Elsewhere, the sets are variable. Some of the backdrops, although charmingly of the period, look cheaply painted, and the stage occasionally looks yawningly bare: as when the cast of “Pretty Lady” repair to a fashionable nightclub - with no tables. When the show returns to New York after shifting to Philadelphia (a structural flaw in the original) the designer has already shot his bolt, and Broadway is indicated by three ill-assorted electric bulb signs, including, oddly, “Katherine Hepburn”. The lighting does its job unshowily: the one attempt at flamboyance, a shoehorned-in version of The Shadow Waltz featuring dancing silhouettes against a bare, off-white curtain, is a mistake.

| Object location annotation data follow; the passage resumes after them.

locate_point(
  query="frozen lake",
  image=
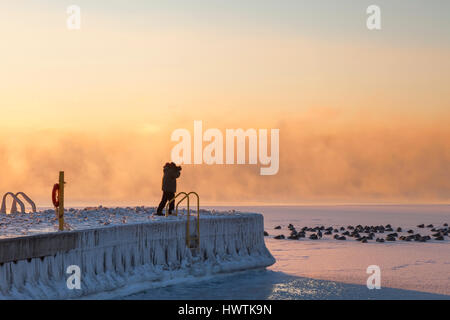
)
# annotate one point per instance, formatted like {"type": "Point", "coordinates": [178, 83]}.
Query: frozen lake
{"type": "Point", "coordinates": [331, 269]}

Minor cavils aside, by the end of the 150 minute running time, it is hard to argue with the enthusiastic verdict of a virtually full house. While the show is now a creamy and homogenised entertainment, without any of the underlying sourness of the original (losing thirty dollars a week was no laughing matter then), it does what it says on the packaging. It is designed to provide value for the increasingly high seat prices charged on number one tours, and the energy and exuberance of the cast at this stage of the tour (the opening night) are undeniably impressive. How things will look after several months of three matinees a week is, of course, another matter.